Tuesday, September 27, 2016

Set in my ways

Google's Chrome browser, being built from the open source Chromium project, is written almost entirely in C++. I, being a long time Object Pascal guy, have had to adjust to using C++ exclusively. This isn't too much of an issue since I've also had to use C/C++ while I worked on the RAD Studio development team. Most notably, the Object Pascal/Delphi compiler is written in mostly C with a smattering of C++, the editor kernel (sans display rendering) and debugger engine (process control/symbol table management) were written in C++. All of which I've worked on throughout my 24+ years on that team.


Given all that history of working with a huge Object Pascal codebase, I've begun to miss some language features. Until you have to live without them for a while, it's the small things that you take for granted.

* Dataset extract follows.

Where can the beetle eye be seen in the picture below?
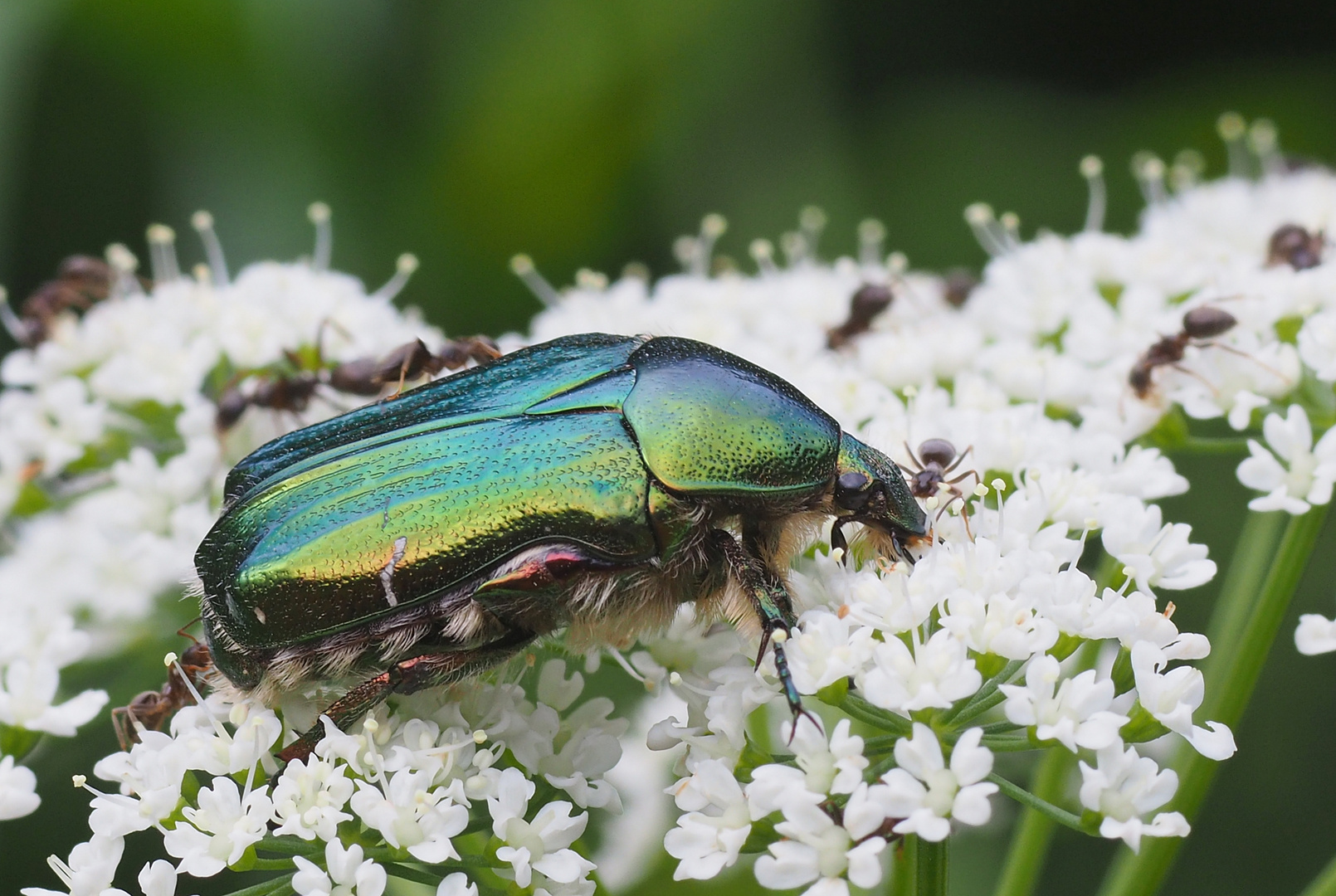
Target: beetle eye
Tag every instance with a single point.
(851, 490)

Recently, I've been working on some ideas for the Chromium "views" framework. In the course of this work, I found that a set type would be the best way to represent this bit (heh, get it :)?) of data. C++ doesn't have the notion of a set type at all. While a set can be declared using a sub-range of simple ordinal data types (Byte, Integer, Word, etc..), it's most useful when declared using an enumeration type. By using an enumeration as the underlying type, you can give each element in the set a nice descriptive name. Also, since enumerations are not type-compatible with normal ordinal data-types or even with other enumerations, a decent level of type-safety is ensured.

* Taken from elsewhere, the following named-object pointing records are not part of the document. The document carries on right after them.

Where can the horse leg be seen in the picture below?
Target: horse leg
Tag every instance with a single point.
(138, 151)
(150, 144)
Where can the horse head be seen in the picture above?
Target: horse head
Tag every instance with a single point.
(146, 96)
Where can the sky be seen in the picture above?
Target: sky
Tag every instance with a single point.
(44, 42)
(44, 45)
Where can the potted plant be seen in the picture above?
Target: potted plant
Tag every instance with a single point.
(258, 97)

But wait, you say! Sets are just a collection of bits that you can easily manipulate with bit-wise operators, right? Yes and no. Sets are a little more abstract than being mere bits. Yes, they are implemented using a packed collections of bits but that is just a detail of the implementation. They could just as easily been implemented using an array of Booleans (bool for you C++ folks). Yes it's inefficient and memory intensive, but can be done.

Hold on silly! There's an STL class, std::bitset that implements a nice, efficient variable size bit set. Yes, yes it does. It was, in fact, considered. However, all it does is wrap up a few bit-wise operations and make them a little easier than direct manipulation, especially for bit-sets > sizeof(int). You cannot easily do union or intersection operations or even check if groups of elements are "in" the set. So scratch the std::bitset type.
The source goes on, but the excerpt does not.